A home for the holidays
IFP Editorial: While government ministers and experts shout from the mountain-top that the practice of jhum is leading to land degradation and soil erosion, nothing much have been done on the ground.
The indomitable Phungyar MLA and Hill Areas Committee Chairman Leishiyo Keishing is once again right to the point. He does not mince words and is always direct in his opinions. He said, jhum cultivation is no longer a reliable source of livelihood. People in his own village Nambashi still go for jhum cultivation, even as people in other hill areas across the state had switched over to terrace cultivation. Actually, the terraced slopes are not natural but man-made. Terracing the hill-slopes for growing crops is labour-intensive and it requires a committed community effort. The method has been employed effectively to maximize arable land area in variable terrains and to reduce soil erosion and water loss. While government ministers and experts shout from the mountain-top that the practice of jhum is leading to land degradation and soil erosion, nothing much have been done on the ground to convince the hill villagers from giving up the practice or giving a helping hand to encourage alternative agriculture methods except for a few pilot projects. Perhaps, the present land holding pattern in the hill areas is one important factor impeding the growth of sustainable practices of agriculture and horticulture activities. As a former engineer, the HAC Chairman should at least have an inkling of the cause and political leaders like him should be ones in the forefront pushing for land reforms and sustainable agriculture practices.
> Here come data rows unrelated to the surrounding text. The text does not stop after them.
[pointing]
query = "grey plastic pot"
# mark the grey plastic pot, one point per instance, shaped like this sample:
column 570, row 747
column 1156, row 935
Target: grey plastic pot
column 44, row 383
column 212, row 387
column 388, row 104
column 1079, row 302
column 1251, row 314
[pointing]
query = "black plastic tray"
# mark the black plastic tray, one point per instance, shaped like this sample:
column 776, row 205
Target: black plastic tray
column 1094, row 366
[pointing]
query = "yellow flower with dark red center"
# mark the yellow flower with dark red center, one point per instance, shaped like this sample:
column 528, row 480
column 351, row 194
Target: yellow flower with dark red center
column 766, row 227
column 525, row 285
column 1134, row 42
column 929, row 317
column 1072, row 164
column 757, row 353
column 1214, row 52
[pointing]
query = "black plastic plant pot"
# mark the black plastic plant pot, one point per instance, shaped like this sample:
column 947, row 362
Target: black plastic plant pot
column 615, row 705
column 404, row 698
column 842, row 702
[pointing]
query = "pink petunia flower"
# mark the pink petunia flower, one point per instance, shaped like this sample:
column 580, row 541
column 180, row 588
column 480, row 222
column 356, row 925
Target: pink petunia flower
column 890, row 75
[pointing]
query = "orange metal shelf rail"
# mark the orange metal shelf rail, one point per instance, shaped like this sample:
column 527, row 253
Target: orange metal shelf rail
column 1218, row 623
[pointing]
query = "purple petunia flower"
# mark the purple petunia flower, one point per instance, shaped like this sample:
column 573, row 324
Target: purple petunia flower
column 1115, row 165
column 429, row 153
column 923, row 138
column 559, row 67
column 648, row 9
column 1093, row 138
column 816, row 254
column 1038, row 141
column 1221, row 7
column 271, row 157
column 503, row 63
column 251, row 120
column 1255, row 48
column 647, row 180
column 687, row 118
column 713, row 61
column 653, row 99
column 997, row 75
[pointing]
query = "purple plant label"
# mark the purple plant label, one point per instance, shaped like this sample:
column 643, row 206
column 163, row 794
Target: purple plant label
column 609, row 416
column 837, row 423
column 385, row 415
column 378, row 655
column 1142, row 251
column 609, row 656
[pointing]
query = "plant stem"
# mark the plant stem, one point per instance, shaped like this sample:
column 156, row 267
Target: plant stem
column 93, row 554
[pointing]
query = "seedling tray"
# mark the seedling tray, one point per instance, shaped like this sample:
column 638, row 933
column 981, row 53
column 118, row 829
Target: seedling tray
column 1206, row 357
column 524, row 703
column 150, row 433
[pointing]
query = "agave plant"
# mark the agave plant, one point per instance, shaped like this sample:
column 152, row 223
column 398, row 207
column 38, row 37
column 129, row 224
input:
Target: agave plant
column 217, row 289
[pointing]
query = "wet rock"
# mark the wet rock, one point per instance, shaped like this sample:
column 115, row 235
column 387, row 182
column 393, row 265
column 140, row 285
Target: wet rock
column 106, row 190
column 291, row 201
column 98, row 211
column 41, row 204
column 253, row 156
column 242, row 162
Another interesting point is his speech was about the desertion of their own native villages in search of opportunities elsewhere in Ukhrul or Imphal and lambasted the villagers for doing little for development of their own native villages. If a family gets rich or has some money, they would shift either to Ukhrul district headquarters or Imphal where they would build multi-stories buildings while their ancestral homes in decrepit condition. Only the poor and old are left behind to look after and toil in the ancestral lands and homes. Most time of the year, many hill villages are practically deserted and would often resemble ghost villages to occasional visitors. As chairman Leishiyo said, the natives only return to the village during Christmas or festivals or whenever there is unrest in Imphal. On such occasions, there is not enough space in the village ground for all the vehicles the natives bring. The MLA is talking about his own Nambashi village in remote Kamjong district. But, it is also true of most interior villages in the hills. Most of the young and educated move out of the villages to Imphal and beyond across the country in search of job opportunities, while the rich and the landed chose to seek comfortable life in cities and towns. They do not want to be stuck in the native villages with poor infrastructure and roads in dilapidated conditions.
This time, many of the young students studying outside and those employed elsewhere in the country had to come back to their native villages because of the Covid-19 pandemic. Once normalcy returns, the natives will go back to their colleges and places of employment, as there is little opportunity here. And once again, all would be quiet in the villages. However, the most important and interesting call of MLA Leishiyo is for the state government to come up a notification which prohibits sale of land to hill people in Imphal. Perhaps, he has stepped on the toes of the powerful tribal elite with such a comment. But, the desertion and utter neglect of ancestral village homes and lands by the rich natives is a home-truth. So much for the avowed love and fight for ancestral homes.